Still, Rear Admiral Daniel Hagari, a spokesman for Israel’s military, said that the Israel Defense Forces had been carrying out limited incursions into Gaza over the previous two nights and were now “expanding” operations on the ground.
“In recent hours, we have intensified attacks on Gaza. The air force is widely attacking subterranean targets and terror targets in a significant fashion,” he said in a briefing. “In continuation with the offensive operations that we have done in recent days, ground forces are expanding their ground operations this evening.”
John Kirby, a top White House official, said the US was not setting any “red lines” for Israel as it expanded ground operations, even as Washington would keep expressing its concerns over the Israeli military’s “approach” to the conflict.
“We’re not drawing red lines for Israel. We continue to support their security needs,” Kirby, the National Security Council spokesman, said.
He added: “We have not been shy about expressing our concerns over civilian casualties, collateral damage, and the approach that they might choose to take.”
Brent crude, the international benchmark, rose more than 3 per cent to $90.60 a barrel shortly after Israel announced the expanded military operations. West Texas Intermediate, the US marker, rose by a similar margin to $85.62.
While Israel does not produce significant volumes of oil, traders fret that an escalation of the conflict could draw in other countries in the Arab world, such as Iran, leading to potential supply disruption.
In recent days, the US and Israel have warned Iran and its proxies not to escalate the conflict, after the Hizbollah militant group in southern Lebanon exchanged cross-border fire with Israeli forces, and Houthi militants in Yemen launched missiles the US said were likely to have been aimed at Israel.
The US said on Thursday that it struck two facilities in eastern Syria it identified as being linked to Iran-backed militias, following more than a dozen attacks on American forces in the region in recent weeks.
Israel called up 360,000 soldiers and deployed many of them close to Gaza in the wake of Hamas’s attack on October 7, which sent shockwaves through Israel, and inflicted the highest single death toll since the state was founded in 1948.
More than 1,400 people were killed and more than 5,400 were injured according to Israeli officials, while Hamas militants also seized more than 200 hostages. Israeli counterstrikes on Gaza have killed more than 7,300 people and injured around 19,000, according to Palestinian officials.
Netanyahu has been under pressure over his war plans, with government hardliners demanding a more aggressive response to Hamas’s assault while other voices, including in western capitals, urged Israel to delay any ground invasion in order to allow time for the hostages to be extricated from Gaza.
Paltel, the Palestinian telecoms company, said the Israeli bombardment on Friday night had destroyed “all remaining connections between Gaza and the outside world”.
“This has led to the complete interruption of comms service in Gaza,” it said.
The Palestinian Red Crescent said it had lost contact with its operations room in Gaza, and was “deeply concerned about the ability of our teams to continue providing their emergency medical services”.

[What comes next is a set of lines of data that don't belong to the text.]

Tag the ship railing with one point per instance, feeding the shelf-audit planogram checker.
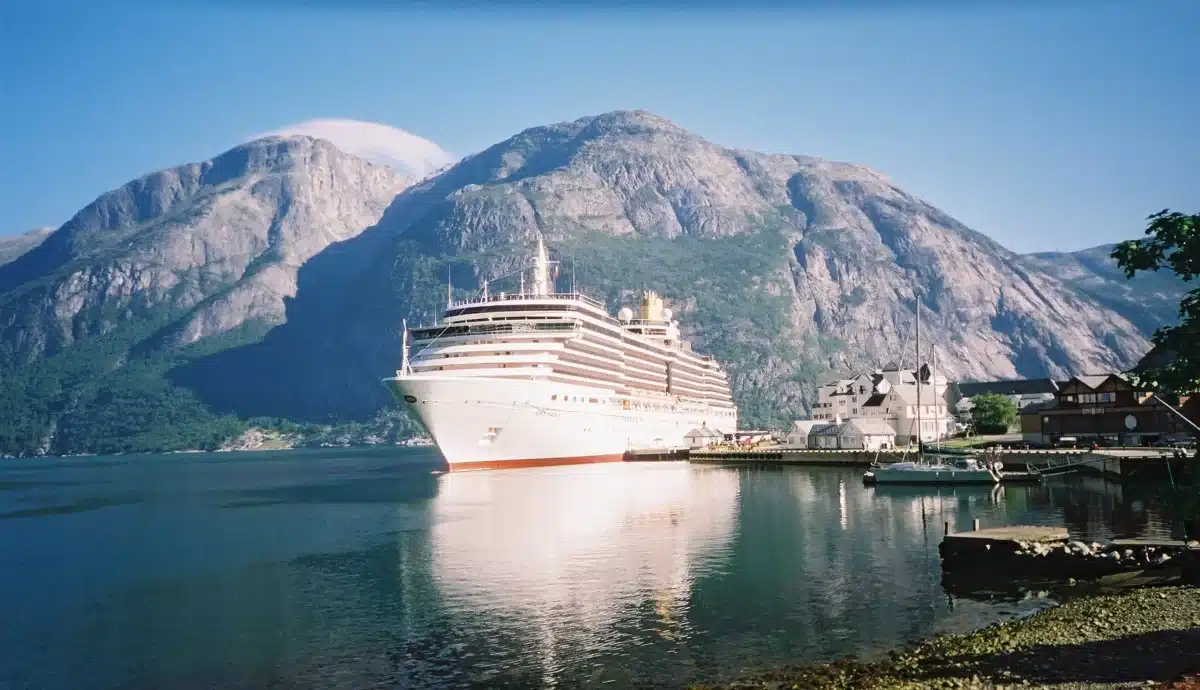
(520, 297)
(451, 330)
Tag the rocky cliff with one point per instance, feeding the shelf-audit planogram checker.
(1150, 299)
(201, 252)
(786, 268)
(12, 246)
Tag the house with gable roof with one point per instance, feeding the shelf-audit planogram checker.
(1107, 409)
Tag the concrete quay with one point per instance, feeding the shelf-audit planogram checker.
(1113, 463)
(1048, 552)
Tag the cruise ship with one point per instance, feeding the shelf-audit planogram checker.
(541, 378)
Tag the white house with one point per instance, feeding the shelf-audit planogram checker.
(891, 394)
(702, 437)
(867, 433)
(798, 436)
(825, 436)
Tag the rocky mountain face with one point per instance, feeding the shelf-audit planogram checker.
(786, 268)
(1150, 299)
(12, 246)
(202, 252)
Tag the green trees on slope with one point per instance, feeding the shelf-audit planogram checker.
(993, 413)
(1173, 243)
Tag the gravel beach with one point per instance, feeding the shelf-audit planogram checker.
(1140, 639)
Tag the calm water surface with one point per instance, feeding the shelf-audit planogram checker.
(354, 569)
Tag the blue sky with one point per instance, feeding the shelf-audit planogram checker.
(1047, 126)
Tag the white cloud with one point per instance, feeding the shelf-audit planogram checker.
(378, 143)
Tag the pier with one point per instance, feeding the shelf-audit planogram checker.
(1048, 552)
(1114, 463)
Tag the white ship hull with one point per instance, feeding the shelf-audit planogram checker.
(492, 423)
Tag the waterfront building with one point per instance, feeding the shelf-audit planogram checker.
(1107, 409)
(891, 395)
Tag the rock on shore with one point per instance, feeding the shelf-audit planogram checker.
(1141, 639)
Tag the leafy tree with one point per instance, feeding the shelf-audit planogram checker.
(1173, 243)
(993, 413)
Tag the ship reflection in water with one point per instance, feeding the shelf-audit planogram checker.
(349, 570)
(580, 563)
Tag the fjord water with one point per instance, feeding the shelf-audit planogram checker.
(354, 569)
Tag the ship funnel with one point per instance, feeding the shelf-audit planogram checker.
(652, 306)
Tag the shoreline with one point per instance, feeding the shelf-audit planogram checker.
(1138, 639)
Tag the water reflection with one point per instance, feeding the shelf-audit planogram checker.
(587, 561)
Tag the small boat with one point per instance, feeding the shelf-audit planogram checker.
(963, 471)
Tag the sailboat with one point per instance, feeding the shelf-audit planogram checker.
(940, 469)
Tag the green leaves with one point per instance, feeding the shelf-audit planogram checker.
(1173, 243)
(993, 413)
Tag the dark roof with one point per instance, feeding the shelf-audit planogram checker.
(826, 430)
(1020, 387)
(1036, 407)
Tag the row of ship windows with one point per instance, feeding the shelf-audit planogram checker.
(633, 406)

In addition to its three-week-long bombardment, Israel has also severely limited supplies of electricity, water, fuel and food to Gaza, exacerbating already dire humanitarian conditions in the strip, which it and Egypt have subjected to a crippling blockade since Hamas seized power in 2007.
Philippe Lazzarini, the head of UNRWA, the UN’s aid agency for Palestinians, said on Friday that the last public services and civil order in the territory, which is home to 2.3mn people, were “collapsing”, while the streets were overflowing with sewage.
“Our aid operation is crumbling and for the first time ever, [UN staff] report that now people are hungry,” Lazzarini said, adding that the small aid convoys that Israel has permitted to enter Gaza in recent days were “crumbs that will not make a difference to 2mn people”.
More than 1.4mn people have been displaced and 641,000 are sheltering in UN-designated emergency facilities, according to UNRWA.